Kommentar zum Thema: Für die Zuschauer ist das ärgerlich

Wer dann nicht in die Röhre schauen will, muss künftig für den Empfang von RTL, Pro7, Sat1 und Co. monatlich fünf bis zehn Euro an Gebühr bezahlen. „Wir gehen davon aus, dass die monatlichen Kosten bei einem mittleren einstelligen Eurobetrag liegen“, sagte RTL-Sprecher Konstantin von Stechow. Außerdem muss sich jeder Betroffene zum Umstellungstermin entweder ein neues Fernsehgerät kaufen oder eine neue Set-Top-Box. Die Boxen sollen 50 bis 100 Euro kosten.

Betroffen sind vor allem Schleswig-Holsteiner. Denn DVB-T ist im Norden mit einem Marktanteil von 19,4 Prozent ein beliebter Übertragungsweg fürs Fernsehsignal. Im Bundesschnitt liegt der Marktanteil nur bei der Hälfte. Nach Angaben von Media Broadcast, Deutschlands größtem Service-Provider der Rundfunkbranche, startet der Pilotbetrieb für das neue DVB-T2-Netz in der Region Lübeck bereits in diesem Frühsommer, pünktlich zur Fußball-EM. Kleiner Trost: „Während einer Testphase werden auch die Privatsender kostenlos zu sehen sein“, erklärt Sprecher Holger Crump.

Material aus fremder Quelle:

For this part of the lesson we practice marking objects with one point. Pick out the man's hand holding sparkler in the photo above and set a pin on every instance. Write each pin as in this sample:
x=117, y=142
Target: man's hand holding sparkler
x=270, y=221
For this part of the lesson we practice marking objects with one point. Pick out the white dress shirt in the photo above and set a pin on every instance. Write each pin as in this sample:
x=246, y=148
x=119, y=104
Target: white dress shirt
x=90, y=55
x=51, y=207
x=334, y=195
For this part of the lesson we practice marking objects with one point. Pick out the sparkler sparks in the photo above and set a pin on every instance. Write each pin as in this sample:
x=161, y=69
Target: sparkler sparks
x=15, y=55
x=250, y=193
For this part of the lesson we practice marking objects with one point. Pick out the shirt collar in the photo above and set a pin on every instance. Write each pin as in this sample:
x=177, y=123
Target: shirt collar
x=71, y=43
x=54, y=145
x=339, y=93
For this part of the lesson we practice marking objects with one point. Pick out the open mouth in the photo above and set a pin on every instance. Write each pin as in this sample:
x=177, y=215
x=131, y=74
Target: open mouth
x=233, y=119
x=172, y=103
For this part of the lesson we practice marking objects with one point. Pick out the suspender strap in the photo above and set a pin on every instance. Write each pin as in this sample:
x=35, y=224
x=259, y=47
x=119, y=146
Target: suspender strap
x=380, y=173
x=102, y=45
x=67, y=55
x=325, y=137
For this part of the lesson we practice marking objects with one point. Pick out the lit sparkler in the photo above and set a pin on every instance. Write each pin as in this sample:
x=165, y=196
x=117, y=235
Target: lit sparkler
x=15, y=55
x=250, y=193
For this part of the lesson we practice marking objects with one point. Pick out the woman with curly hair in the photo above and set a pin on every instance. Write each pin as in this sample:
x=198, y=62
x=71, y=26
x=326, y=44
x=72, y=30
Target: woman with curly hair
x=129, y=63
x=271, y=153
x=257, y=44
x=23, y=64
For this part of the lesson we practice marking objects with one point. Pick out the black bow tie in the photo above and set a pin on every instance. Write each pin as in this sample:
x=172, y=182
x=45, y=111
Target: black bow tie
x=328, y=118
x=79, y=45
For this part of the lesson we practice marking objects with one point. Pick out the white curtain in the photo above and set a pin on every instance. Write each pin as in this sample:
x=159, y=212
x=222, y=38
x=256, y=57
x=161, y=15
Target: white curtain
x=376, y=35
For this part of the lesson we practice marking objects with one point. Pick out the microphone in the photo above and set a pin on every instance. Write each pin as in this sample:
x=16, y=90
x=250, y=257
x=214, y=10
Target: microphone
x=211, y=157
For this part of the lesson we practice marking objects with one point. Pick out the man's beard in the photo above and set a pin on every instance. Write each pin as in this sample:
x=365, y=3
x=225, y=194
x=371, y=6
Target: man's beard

Henning Jansen, Lübecker Obermeister der Informationstechniker-Innung, spricht von einer riesigen Verwirrung – nicht nur für den Kunden, sondern für den Fachhandel selbst. Der Informationsfluss sei bislang zäh. Auch technisch bereite die geplante Umstellung Schwierigkeiten. Die meisten heute käuflichen Fernsehgeräte seien für die neue Technik nicht gerüstet. Angesichts dessen glaubt Jansen, dass die ältere Generation kapituliert. „Sie wird möglicherweise auf private HD-Programme verzichten.“

Von der Medienanstalt Hamburg/Schleswig-Holstein kommt keine Kritik an der Umstellung, im Gegenteil. „Mit der Einführung von DVB-T2 HD wird das terrestrische Fernsehen zukunftsfähig“, erklärt Direktor Thomas Fuchs. Deshalb sei nachvollziehbar, dass die meisten privaten Programme ein Extra-Entgelt verlangen. Das Projektbüro für die Einführung von DVB-T2 verteidigt die Privatsender ebenfalls. „Die Terrestrik passt sich dem erfolgreichen Geschäftsmodell bei Satellitenschüssel und Kabel nur an“, so Veit Olischläger.

Innungs-Obermeister Jansen empfiehlt frustrierten Antennenkunden, auf eine Satellitenanlage umzusteigen oder auf Kabelempfang. Im letzten Fall entstehen allerdings dauerhaft Kosten.